MSI RX2600XT Diamond Plus Graphics Card

Performance Comparisons with 3DMark06 v1.1.0

The HotHardware Test Systems
AMD Athlon 64 X2 Powered

Hardware Used:
AMD Athlon 64 X2 5200+
(2.6GHz)

GIGABYTE GA-M59SLI-S5
(NVIDIA nForce 590 SLI for AMD)


2x2GB OCZ PC-6400
(2x1GB)


MSI RX2600XT Diamond Plus - 512MB GDDR4
Sapphire HD 2600XT - 256MB GDDR4
Sapphire HD 2600 Pro OC - 256MB GDDR3
GIGABYTE GV-NX86S256H
MSI NX8600GT-T2D256H

On-board Ethernet
On-board Audio

WD 74GB "Raptor" DD
10,000 RPM SATA

Relevant Software:
Windows XP Professional SP2
DirectX 9.0c (August Redist.)
nForce Drivers v9.35

NVIDIA Forceware v162
ATI Catalyst v7.10

Benchmarks Used:

DirectX
3DMark06 v1.1.0
F.E.A.R. v1.08
Half Life 2: Lost Coast
 

OpenGL
Quake 4 v1.3
Prey v1.2

Performance Comparisons with 3DMark06 v1.1.0
Details: http://www.futuremark.com/products/3dmark06/

3DMark06

3DMark06 is the latest addition to the 3DMark franchise. This version differs from 3Dmark05 in a number of ways, and now includes not only Shader Model 2.0 tests, but Shader Model 3.0 and HDR tests as well. Some of the assets from 3DMark05 have been re-used, but the scenes are now rendered with much more geometric detail and the shader complexity is vastly increased as well. Max shader length in 3DMark05 was 96 instructions, while 3DMark06 ups the number of instructions to 512. 3DMark06 also employs much more lighting, and there is extensive use of soft shadows. With 3DMark06, Futuremark has also updated how the final score is tabulated. In this latest version of the benchmark, SM 2.0 and HDR / SM3.0 tests are weighted and the CPU score is factored into the final tally as well.
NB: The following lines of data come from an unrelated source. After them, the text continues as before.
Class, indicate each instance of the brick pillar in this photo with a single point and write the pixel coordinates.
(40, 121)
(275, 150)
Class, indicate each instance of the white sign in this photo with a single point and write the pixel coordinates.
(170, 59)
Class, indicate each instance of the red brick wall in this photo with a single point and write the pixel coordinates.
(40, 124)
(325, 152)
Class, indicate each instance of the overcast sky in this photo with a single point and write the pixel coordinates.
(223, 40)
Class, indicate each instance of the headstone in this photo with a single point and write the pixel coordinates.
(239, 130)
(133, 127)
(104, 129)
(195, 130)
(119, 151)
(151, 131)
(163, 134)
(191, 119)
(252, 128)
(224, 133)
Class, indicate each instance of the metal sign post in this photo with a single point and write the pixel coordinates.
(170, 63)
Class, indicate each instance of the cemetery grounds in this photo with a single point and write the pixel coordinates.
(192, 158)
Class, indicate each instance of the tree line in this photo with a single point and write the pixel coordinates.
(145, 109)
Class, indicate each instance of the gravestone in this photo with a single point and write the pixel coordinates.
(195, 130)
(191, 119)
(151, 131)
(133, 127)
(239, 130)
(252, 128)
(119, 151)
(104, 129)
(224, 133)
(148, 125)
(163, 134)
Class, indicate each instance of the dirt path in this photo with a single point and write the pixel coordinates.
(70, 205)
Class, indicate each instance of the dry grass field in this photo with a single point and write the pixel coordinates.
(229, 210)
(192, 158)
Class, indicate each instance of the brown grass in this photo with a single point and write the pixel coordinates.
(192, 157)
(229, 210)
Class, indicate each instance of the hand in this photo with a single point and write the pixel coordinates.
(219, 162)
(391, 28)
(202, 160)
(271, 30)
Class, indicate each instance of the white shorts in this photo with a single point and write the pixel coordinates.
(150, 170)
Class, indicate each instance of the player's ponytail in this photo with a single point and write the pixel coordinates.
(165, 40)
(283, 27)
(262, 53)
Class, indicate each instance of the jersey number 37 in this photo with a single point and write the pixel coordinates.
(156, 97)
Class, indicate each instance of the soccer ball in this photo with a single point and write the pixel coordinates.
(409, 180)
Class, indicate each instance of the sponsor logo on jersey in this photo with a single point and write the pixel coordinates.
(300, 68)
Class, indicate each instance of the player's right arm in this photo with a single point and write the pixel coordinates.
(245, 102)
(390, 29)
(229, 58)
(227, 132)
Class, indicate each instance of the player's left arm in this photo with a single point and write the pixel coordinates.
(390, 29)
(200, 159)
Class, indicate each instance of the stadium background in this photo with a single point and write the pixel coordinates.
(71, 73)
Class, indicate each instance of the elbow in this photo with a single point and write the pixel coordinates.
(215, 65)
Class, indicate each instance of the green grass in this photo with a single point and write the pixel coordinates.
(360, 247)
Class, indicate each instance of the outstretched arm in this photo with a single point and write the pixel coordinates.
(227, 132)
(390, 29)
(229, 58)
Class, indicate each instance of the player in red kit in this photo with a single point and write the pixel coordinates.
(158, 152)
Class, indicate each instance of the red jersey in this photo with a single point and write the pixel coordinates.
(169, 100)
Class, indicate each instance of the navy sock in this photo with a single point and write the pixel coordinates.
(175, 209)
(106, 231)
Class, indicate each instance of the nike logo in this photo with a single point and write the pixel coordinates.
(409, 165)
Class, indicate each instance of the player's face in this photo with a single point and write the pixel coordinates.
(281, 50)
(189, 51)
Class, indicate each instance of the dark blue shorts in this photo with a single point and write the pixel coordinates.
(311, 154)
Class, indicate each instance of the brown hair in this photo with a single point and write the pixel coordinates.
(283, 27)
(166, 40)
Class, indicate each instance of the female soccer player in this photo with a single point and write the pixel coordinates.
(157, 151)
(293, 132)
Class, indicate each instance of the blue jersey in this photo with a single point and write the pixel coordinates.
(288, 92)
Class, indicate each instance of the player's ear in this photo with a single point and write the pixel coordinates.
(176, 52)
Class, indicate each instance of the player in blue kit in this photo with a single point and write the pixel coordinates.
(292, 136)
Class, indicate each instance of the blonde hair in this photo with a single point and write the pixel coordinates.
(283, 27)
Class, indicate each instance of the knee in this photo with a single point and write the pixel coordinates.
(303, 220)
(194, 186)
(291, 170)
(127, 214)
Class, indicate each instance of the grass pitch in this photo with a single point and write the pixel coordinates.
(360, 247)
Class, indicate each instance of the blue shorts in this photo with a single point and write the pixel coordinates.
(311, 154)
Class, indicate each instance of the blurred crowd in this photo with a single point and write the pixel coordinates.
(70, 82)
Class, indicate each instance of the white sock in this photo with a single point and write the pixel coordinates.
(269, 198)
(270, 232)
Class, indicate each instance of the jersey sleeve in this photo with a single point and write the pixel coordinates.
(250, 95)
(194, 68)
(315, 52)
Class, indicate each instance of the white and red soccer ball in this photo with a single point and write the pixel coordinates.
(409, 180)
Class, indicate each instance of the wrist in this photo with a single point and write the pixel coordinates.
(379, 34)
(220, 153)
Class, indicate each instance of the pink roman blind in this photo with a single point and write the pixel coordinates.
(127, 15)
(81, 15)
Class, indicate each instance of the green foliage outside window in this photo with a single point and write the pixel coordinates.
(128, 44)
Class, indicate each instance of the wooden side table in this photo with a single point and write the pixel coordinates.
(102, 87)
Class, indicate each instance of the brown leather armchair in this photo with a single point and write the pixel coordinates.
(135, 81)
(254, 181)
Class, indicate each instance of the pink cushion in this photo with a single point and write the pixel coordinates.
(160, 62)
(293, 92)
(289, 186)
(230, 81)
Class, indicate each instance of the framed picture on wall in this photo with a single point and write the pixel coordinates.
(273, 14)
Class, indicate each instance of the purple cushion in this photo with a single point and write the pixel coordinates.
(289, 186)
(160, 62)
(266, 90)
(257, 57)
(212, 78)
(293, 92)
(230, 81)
Comparing the MSI RX2600XT to other cards in its class, there is little in the way of surprises to be found.  NVIDIA's GeForce 8600GTS wins the overall performance tests as well as Shader Model 2.0 testing, which favored both GeForce models.  In Shader Model 3.0 testing, however, the scales shift in favor of the MSI RX2600XT and its siblings.  With the MSI model being the faster of the three ATI based graphics cards, there was little to set it apart from the standard Radeon HD 2600 XT in this test.  We saw no major advantages from the higher clockspeeds and the larger on-board frame buffer didn't yield measurable gains either.